Именно в тот период появляется знаменитая работа В. И. Ленина «Государство и революция» (1918 г.) — основной политико-правовой манифест большевиков, которому предшествовали «Апрельские тезисы» (1917 г.). Для обоснования захвата и удержания власти Ленин берет из работ Маркса концепцию диктатуры пролетариата. У Маркса диктатура пролетариата провозглашалась временной формой, необходимой лишь для разрушения государственной власти. Ленин, наоборот, этой идеологией надеялся укрепить власть, но власть партии, а не государства. Его мыслью было создание в обществе некоего синдиката, который бы осуществлял полный тотальный контроль за всем обществом, в том числе и за остатками государственной машины. Этим синдикатом была призвана стать система советов, руководимая и направляемая партией.

В целом для представлений Ленина той эпохи был характерен некий сумбур, путаница, фактически связанная с принципиальной несогласуемостью теоретических идей Маркса и практических целей большевиков. Поэтому в «Государстве и революции» можно прочитать, что все управление делами государства можно свести к ряду простых и несложных приемов. Любой человек, независимо от образования, профессии, умственного уровня, способен участвовать в осуществлении функций государственного служащего, и в этом смысле «любая кухарка способна управлять государством». Поэтому люди на народных сходах (советах) могут выбирать своих представителей, которым должна будет передана власть. Разумеется, речь шла только о передовых классах — рабочих-пролетариях и, с некоторыми оговорками, — крестьянах и солдатах. Здесь можно увидеть что-то близкое анархическому идеалу устройства общества или политическим проектам народников, но под непременным контролем партии.

Основной предпосылкой этого подхода была классовая теория государства, заимствованная Лениным из учения Маркса. Эта теория предполагала три основных аспекта, через которые проявляется классовая природа государства. Во-первых, государство провозглашается «продуктом и проявлением непримиримости классовых противоречий». Из этого следует, что государство, равно как и право, возникает только в связи с классовой борьбой, для подавления господствующим классом угнетенных классов. По мере затихания классовой борьбы государство как орудие классового господства должно отмирать. Во-вторых, классовость государства проявляется в принципе комплектования высших правящих слоев — в том, что ключевые должности всегда занимают представители господствующего класса. Отсюда следовало, что первостепенной задачей революции было устранение правящего класса, замена его на представителей другого, прогрессивного класса (пролетариат) — «переход власти из рук одного класса в руки другого класса». И, в-третьих, основной функцией государственной власти считалась защита и проведение в жизнь интересов господствующего класса. Ленин предпочитает не говорить о таких функциях государства, которые являются общеполезными (дороги, оборона, финансы и т. п.), считая эти функции идеологическим прикрытием фактического господства, а саму такую общеполезную деятельность «нетипичной для государства».

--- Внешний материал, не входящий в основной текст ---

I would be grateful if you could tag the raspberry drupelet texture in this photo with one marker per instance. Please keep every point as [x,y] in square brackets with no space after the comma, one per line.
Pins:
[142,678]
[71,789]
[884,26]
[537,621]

Основными вопросами для спора между последователями Ленина и классическими марксистами стали вопросы о времени и условиях совершения социальной революции. Здесь имелось два основных противоречия. Первое заключалось в том, что, по теории Маркса, революция должна стать проявлением общественной закономерности — перерастания производственными отношениями тех общественных форм (политической надстройки), которые были призваны обслуживать эти отношения. Это означало, что пролетарская революция должна произойти после того, как исчерпает себя капиталистический строй, в обществе разовьются новые отношения, которые потребуют новых социально-политических форм. В этой перспективе проявляется известная диалектика базиса и надстройки, где мировоззрение определяется, прежде всего, экономикой. Ясно, что исчерпание капитализма раньше должно было произойти в наиболее развитых странах с большой удельной долей рабочего класса (Англия, Германия), а к таким странам Россия начала XX века никак не относилась, являясь преимущественно аграрной страной, на что Бакунин неоднократно указывал Марксу в их известной полемике.

С этими идеями о постепенной эволюции существующих порядков Ленин, разумеется, согласиться не мог. По его мнению, партия, как «честь и совесть эпохи», как «авангард пролетариата», не может пассивно ждать, пока в обществе сформируются предпосылки для революции — партия должна сама создать эти предпосылки через революционный переворот. Путем такого переворота будут освобождены от гнета эксплуатируемые классы, их жизненные условия будут улучшены за счет экспроприации класса капиталистов. В ходе борьбы с капиталистами рабочий класс сплотится вокруг партии, осознает свои исторические потребности, откажется от частнособственнического эгоизма, и тем самым будут созданы предпосылки для перехода к социалистическому строю. Такой довольно наивной логикой, которая очень напоминает заговорщицкую теорию Ткачева, Ленин пытался оправдать революционный переворот в России.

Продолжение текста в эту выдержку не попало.